Elisabeth Osterwalder

Sport
- Country: Switzerland
- Sport: Alpine skiing Paralympic athletics

Medal record
Representing Switzerland
Summer Paralympic Games
Paralympic athletics
| Gold medal – first place | 1980 Arnhem | Shot put C1 |
| Silver medal – second place | 1980 Arnhem | Javelin C1 |
| Bronze medal – third place | 1980 Arnhem | Discus throw C1 |
Winter Paralympic Games
Alpine skiing
| Gold medal – first place | 1976 Ornskoldsvik | Giant slalom IV A |
| Gold medal – first place | 1980 Geilo | Giant slalom 2B |
| Gold medal – first place | 1980 Geilo | Slalom 2B |
| Silver medal – second place | 1984 Innsbruck | Alpine combination LW4 |

= Elisabeth Osterwalder =

Swiss Para-athlete

Elisabeth Osterwalder is a Swiss Para-alpine skier and athlete. She represented Switzerland at the 1984 Paralympic Winter Games. She won a total of seven medals.

== Career ==
She competed at the 1976 Winter Paralympics, in Örnsköldsvik, in giant slalom IV A winning a gold medal, with a time of 3:02:07.

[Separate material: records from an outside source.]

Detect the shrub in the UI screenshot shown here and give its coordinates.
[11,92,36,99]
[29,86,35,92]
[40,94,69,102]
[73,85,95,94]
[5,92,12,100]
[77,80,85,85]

She competed at the 1980 Winter Paralympics in Geilo, winning gold medals in giant slalom 2B - in 3:39:11, and slalom 2B - in 2:07:16.

She competed at the 1984 Winter Paralympics, in Innsbruck , winning a silver medal in the LW4 super combined race (in 7'08" 33  ), and finishing fourth in Women's downhill LW4.

Osterwalder also competed in the Paralympic athletics competitions at the 1980 Summer Paralympics in Arnhem winning a gold medal in the shot put C1 (with the measure of 6.01 m), a silver medal in the throw of the C1 javelin (result 14.94 m), and a bronze in the C1 discus (a throw of 14.02 m  ).